GeoGenIE (Geographic-Genetic Inference Engine) is an advanced software tool designed to use deep learning for predicting geographic localities (latitude and longitude) based on genetic SNP data inputs. Built on PyTorch, GeoGenIE is specifically optimized to account for geographic sampling bias and the limited number of SNPs typically found in GT-seq panels. This software is a powerful resource for researchers who need to infer geographic origins from genetic data, providing a robust framework for handling complex datasets.
GeoGenIE not only excels in prediction accuracy compared to other existing software, but also offers a wealth of metrics and visualizations that allow users to thoroughly assess model performance.
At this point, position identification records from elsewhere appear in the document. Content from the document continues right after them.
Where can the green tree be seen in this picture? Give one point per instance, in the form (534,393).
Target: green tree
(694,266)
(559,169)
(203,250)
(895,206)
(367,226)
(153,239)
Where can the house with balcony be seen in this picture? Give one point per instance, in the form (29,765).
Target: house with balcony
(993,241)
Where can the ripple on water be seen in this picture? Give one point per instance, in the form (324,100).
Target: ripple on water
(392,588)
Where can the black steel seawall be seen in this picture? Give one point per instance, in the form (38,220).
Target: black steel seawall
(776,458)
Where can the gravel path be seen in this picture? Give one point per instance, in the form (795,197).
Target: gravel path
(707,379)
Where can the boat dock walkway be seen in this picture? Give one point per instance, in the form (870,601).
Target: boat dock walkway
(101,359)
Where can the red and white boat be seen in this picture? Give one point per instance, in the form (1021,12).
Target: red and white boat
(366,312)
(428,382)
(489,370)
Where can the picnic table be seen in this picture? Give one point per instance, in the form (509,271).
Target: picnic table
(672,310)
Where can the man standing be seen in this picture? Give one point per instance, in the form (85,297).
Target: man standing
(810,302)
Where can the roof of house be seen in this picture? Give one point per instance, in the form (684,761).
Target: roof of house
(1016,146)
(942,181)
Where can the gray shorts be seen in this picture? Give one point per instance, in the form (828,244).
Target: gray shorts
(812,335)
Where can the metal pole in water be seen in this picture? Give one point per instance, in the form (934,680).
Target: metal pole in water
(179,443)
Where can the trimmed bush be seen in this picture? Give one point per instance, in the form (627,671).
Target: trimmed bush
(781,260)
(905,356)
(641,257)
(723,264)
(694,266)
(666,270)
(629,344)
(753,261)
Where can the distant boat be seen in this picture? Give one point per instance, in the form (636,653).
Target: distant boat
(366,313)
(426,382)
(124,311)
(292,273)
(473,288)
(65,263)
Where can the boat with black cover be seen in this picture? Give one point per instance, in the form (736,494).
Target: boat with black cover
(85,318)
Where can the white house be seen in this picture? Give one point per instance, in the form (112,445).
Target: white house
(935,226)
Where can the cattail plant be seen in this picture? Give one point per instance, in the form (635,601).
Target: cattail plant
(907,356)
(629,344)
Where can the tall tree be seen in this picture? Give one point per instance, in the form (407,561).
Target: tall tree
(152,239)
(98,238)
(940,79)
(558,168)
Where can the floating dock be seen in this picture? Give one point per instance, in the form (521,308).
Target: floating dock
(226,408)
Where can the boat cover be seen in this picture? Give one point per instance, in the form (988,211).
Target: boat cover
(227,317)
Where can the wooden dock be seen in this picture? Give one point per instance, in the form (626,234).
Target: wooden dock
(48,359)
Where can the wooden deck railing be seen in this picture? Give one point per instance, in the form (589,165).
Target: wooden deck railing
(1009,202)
The software is highly user-friendly, ensuring that even those with limited experience in deep learning can effectively utilize its capabilities. GeoGenIE is also highly efficient, with optional parallelized bootstrapping across multiple CPU cores to speed up analysis. Users have extensive flexibility in modifying model parameters, visualization options, and preprocessing settings, all while adhering to standard best practices. GeoGenIE leverages vectorized Python modules such as numpy, scipy, scikit-learn, and pandas, ensuring both speed and reliability in processing.
SNPio is a cutting-edge software project aimed at creating a user-friendly, object-oriented Python API designed for reading, filtering, and converting various standard genomic data file formats. In the complex field of genomics, researchers often face challenges when dealing with diverse data formats and the need for efficient data manipulation tools. SNPio addresses these challenges by providing a streamlined interface that simplifies the management of genomic datasets, enabling users to focus on analysis and interpretation.
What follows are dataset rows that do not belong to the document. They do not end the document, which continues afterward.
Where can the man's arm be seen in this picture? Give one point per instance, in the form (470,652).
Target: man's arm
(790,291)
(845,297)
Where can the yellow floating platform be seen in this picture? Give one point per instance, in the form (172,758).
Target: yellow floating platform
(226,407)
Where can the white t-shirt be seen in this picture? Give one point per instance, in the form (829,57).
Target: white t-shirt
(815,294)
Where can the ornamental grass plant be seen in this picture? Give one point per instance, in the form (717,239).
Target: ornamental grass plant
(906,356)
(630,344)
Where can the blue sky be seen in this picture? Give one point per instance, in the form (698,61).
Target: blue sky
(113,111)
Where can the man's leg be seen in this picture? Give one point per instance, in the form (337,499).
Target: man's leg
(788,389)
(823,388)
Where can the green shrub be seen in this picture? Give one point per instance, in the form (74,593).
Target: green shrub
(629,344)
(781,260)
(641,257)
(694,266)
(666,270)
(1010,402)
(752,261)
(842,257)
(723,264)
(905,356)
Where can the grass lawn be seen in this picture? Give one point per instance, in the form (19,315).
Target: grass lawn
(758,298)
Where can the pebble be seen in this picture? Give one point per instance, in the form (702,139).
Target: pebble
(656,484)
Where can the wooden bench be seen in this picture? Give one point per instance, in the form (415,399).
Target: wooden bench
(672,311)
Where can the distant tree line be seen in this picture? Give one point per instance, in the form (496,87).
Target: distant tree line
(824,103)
PG-SUI (Population Genomics - Supervised and Unsupervised Imputation) is an AI-based software framework developed to address the challenge of missing data in genomic SNP datasets, which is common in population genomics and can lead to biased results and reduced statistical power. PG-SUI employs both supervised and unsupervised machine learning models to accurately predict missing SNPs by analyzing non-linear patterns in existing data. The software is designed to enhance the accuracy of genomic studies, reduce the need for extensive data collection, and integrate seamlessly into bioinformatics pipelines, making it accessible to a broader range of researchers.
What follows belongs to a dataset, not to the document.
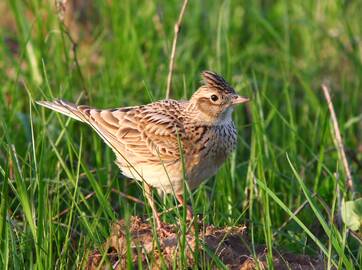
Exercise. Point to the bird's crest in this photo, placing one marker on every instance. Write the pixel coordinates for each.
(213, 80)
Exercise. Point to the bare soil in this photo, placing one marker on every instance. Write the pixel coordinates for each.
(229, 246)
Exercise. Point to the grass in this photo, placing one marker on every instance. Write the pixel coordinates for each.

ClineHelpR is an intuitive R package designed to streamline the plotting and visualization of Bayesian Genomic Cline (BGC) analyses and results from the INTROGRESS R package. Tailored for researchers working with genomic clines, ClineHelpR simplifies the detection of cline outliers and facilitates the correlation of environmental data with genomic clines and hybrid indexes. With a suite of user-friendly functions, this package empowers users to generate clear, publication-ready visualizations, making complex data more accessible and enhancing the interpretation of genomic and environmental relationships in hybrid zones.